Implementing optimized classifier for distributed attack detection and BAIT-based attack correction in IoT
Springer Science and Business Media LLC - Trang 1-16 - 2021
Tóm tắt
The Internet of Things (IoT) models are getting more complicated day by day with the rising demand in IoT automated network system. As the devices use wireless medium for broadcasting the data, it is easy to target for an attack. Machine Learning based solution is more promising to protect and detect the scheme that present in the abnormal state. This paper aims to implement a new attack detection system in IoT using KDD cup dataset. Initially, the possible paths from node to destination are created based on the Euclidean distance and connectivity between the nodes. Further, the path with minimum distance is chosen as the shortest path and data transmission takes place accordingly.
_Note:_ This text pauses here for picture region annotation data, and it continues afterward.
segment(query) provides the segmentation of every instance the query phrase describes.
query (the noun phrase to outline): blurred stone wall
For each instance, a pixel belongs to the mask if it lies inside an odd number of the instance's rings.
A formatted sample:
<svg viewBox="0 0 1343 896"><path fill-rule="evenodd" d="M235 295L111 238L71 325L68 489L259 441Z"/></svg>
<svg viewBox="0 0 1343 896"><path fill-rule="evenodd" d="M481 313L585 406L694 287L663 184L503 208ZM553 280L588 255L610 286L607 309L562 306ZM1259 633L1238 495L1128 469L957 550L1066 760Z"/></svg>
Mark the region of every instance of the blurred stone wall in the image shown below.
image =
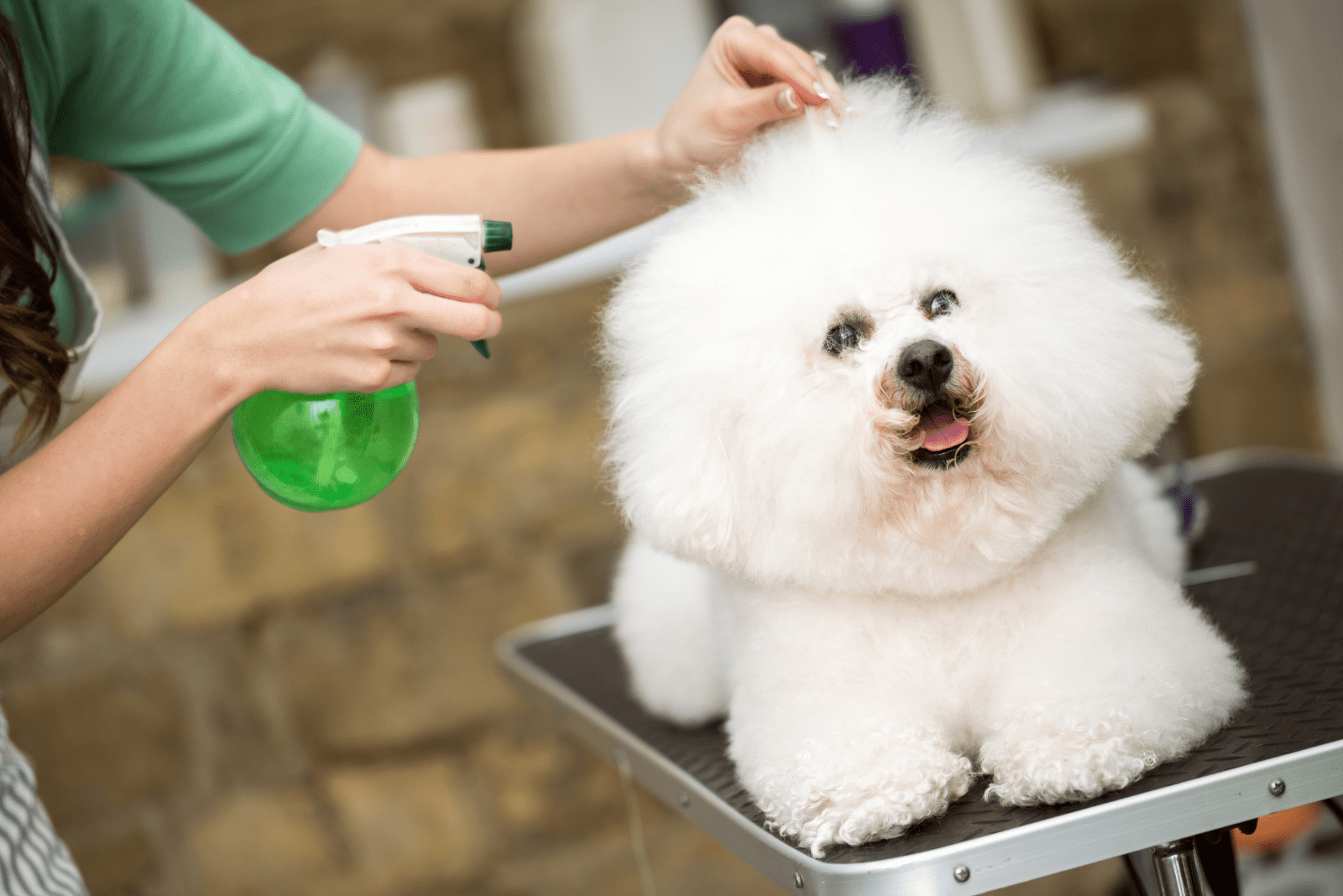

Two phases of work is done, initial one is finding the presence of attacker by a pre-trained Optimized Deep belief network (DBN). Subsequently, if the presence of attacker is detected by DBN, the control is given to the bait process, which removes the corresponding attacker node. To ensure the precise detection process, the weights in DBN will be optimally tuned by a new Whale with Distance based Update (W-DU) algorithm. Finally, the performance of proposed system is evaluated over other traditional schemes with respect to parameters accuracy, specificity, precision, FPR, FDR and FOR.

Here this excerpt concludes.